The three dimensional organization of microtubules in mitotic spindles of the yeast Saccharomyces cerevisiae has been determined by computer-aided reconstruction from electron micrographs of serially cross-sectioned spindles. Fifteen spindles ranging in length from 0.6-9.4 μm have been analyzed. Ordered microtubule packing is absent in spindles up to 0.8 μm, but the total number of microtubules is sufficient to allow one microtubule per kinetochore with a few additional microtubules that may form an interpolar spindle. An obvious bundle of about eight interpolar microtubules was found in spindles 1.3-1.6 μm long, and we suggest that the ~32 remaining microtubules act as kinetochore fibers. The relative lengths of the microtubules in these spindles suggest that they may be in an early stage of anaphase, even though these spindles are all situated in the mother cell, not in the isthmus between mother and bud.
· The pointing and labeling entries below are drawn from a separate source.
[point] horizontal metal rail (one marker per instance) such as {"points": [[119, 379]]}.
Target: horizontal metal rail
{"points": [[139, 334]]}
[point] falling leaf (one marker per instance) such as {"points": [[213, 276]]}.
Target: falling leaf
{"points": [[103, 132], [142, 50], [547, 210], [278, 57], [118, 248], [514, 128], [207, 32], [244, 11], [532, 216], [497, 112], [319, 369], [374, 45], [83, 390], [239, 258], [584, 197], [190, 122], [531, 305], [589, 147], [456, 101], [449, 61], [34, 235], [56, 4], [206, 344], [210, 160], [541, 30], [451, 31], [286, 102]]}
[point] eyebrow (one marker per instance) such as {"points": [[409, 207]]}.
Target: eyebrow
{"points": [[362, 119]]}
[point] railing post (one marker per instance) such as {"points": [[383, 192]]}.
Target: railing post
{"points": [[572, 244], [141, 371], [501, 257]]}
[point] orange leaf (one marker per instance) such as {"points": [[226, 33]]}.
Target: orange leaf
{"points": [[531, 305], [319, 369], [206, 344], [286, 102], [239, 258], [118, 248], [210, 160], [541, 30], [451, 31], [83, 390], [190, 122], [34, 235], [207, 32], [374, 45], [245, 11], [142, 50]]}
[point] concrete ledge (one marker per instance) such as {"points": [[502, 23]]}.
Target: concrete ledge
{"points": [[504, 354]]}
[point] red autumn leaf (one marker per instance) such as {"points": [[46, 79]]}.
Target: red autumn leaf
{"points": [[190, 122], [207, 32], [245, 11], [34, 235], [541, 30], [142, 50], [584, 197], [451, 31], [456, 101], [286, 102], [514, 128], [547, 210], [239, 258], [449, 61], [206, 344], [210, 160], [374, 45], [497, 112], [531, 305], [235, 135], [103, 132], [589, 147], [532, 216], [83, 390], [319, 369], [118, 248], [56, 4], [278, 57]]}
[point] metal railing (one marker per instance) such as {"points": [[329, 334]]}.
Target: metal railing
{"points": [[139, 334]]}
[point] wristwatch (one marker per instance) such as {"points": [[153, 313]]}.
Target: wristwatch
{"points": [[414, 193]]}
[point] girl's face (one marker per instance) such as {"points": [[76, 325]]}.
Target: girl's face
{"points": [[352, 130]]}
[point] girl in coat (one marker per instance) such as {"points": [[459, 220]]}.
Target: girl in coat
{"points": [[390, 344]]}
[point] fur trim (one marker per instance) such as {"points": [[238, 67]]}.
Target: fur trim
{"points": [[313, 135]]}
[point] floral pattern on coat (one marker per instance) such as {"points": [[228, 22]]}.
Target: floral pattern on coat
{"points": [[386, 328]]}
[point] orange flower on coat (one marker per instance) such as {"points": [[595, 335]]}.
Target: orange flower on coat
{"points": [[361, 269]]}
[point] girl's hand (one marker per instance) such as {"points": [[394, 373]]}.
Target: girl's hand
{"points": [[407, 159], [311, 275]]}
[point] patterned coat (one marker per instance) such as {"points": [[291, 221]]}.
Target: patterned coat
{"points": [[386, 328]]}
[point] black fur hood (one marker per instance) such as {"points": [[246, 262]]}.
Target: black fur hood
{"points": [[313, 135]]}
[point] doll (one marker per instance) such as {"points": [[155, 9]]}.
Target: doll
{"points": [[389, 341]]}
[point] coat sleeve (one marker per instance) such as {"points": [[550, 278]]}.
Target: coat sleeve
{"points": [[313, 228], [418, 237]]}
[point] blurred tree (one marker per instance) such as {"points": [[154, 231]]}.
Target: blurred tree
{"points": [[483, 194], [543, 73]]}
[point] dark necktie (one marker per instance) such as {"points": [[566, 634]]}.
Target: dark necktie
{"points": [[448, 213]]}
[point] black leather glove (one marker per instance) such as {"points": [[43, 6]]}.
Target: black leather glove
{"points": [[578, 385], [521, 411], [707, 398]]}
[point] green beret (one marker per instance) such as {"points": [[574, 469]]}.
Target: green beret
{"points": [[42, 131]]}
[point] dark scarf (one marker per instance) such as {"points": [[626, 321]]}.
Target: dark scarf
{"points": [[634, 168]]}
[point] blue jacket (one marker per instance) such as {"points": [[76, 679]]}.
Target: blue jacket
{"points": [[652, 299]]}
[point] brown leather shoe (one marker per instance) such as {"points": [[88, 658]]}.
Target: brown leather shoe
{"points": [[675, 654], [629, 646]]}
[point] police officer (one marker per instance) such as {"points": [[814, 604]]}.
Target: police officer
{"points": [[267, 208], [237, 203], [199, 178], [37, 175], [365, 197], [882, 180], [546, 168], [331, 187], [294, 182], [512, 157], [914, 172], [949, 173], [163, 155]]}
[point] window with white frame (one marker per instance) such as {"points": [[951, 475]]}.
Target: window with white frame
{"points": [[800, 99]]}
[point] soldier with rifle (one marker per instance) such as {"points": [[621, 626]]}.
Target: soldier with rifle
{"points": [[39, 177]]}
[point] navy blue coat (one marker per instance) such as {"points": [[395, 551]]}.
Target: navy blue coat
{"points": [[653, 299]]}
None of the reconstructed spindles exhibited the uniform populations of kinetochore microtubules characteristic of metaphase. Long spindles (2.7-9.4 μm), presumably in anaphase B, contained short remnants of a few presumed kinetochore microtubules clustered near the poles and a few long microtubules extending from each pole toward the spindle midplane, where they interdigitated with their counterparts from the other pole. Interpretation of these reconstructed spindles offers some insights into the mechanisms of mitosis in this yeast.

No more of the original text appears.